De afspraken gelden voor een halfjaar tot een jaar. Het preferentie- of voorkeursbeleid maakte een eind aan de praktijk dat apothekers grote bonussen ontvingen van fabrikanten. Sommige verzekeraars laten apothekers nog wel de vrijheid om zelfstandig hun medicijnen in te kopen, maar bepalen een maximumprijs.
Financieel is het preferentiebeleid een succes. In 2009 raamde het ministerie van VWS de jaarlijkse besparing op 400 miljoen euro.
Apotheken en patiëntenorganisaties wijzen vooral op de nadelen. Elke zorgverzekeraar heeft zijn eigen preferente geneesmiddelen. Dat vergroot bij apothekers de administratieve druk en de kans dat een merk niet op voorraad is. Daarbij zijn leveranciers van een preferent middel soms niet in staat om aan de vraag te voldoen. Vooral onder oudere patiënten geeft het wisselen van merk verwarring en onzekerheid.
Slecht voor epilepsiepatiënt
Met het preferentiebeleid is op zichzelf niets mis, vindt drs. Ton Tempels, directeur van de Epilepsievereniging Nederland. Tenzij het schade oplevert. Dat is bij epilepsie het geval, is zijn stellige overtuiging.
In januari ging een schrijven naar alle apotheken van Nederland, getekend door de voorzitter van de Nederlandse Liga tegen Epilepsie. Ook de apothekersorganisatie KNMP en de Nederlandse Vereniging voor Neurologie steunden het initiatief. „Een succesvolle behandeling van epilepsie staat of valt met de continuïteit in de gebruikte medicatie”, meldde de brief.
Vorig jaar deed de epilepsievereniging onderzoek in de achterban. Van de 200 leden die met verandering van anti-epileptica te maken hadden, rapporteerde ruim een derde negatieve effecten: variërend van meer bijwerkingen tot een toename van aanvallen. Het maakt Tempels niet uit wat de oorzaak is: een marginaal verschil in de hoeveelheid werkzame stof of spanning vanwege het wisselen van merk. „Het resultaat is gelijk. Zeker voor mensen die jaren aanvalsvrij waren, is een nieuwe aanval een drama. Psychisch en vaak ook maatschappelijk.”

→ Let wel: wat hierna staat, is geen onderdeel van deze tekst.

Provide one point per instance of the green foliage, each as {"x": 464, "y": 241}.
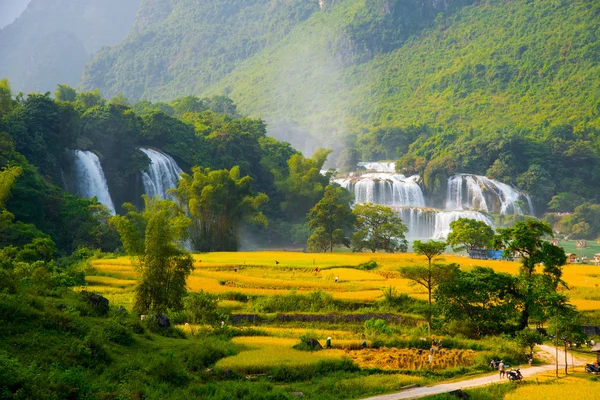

Het preferentiebeleid bij epilepsiepatiënten levert nog geen 10 euro per patiënt per jaar op, berekende de directeur van de Epilepsievereniging Nederland op basis van officiële prijslijsten. „Wat verzekeraars en fabrikanten onder de tafel regelen, weet ik niet. In werkelijkheid gaat het ongetwijfeld om hogere bedragen. Maar die staan in geen verhouding tot de financiële en de emotionele schade die wordt veroorzaakt door extra epileptische aanvallen.”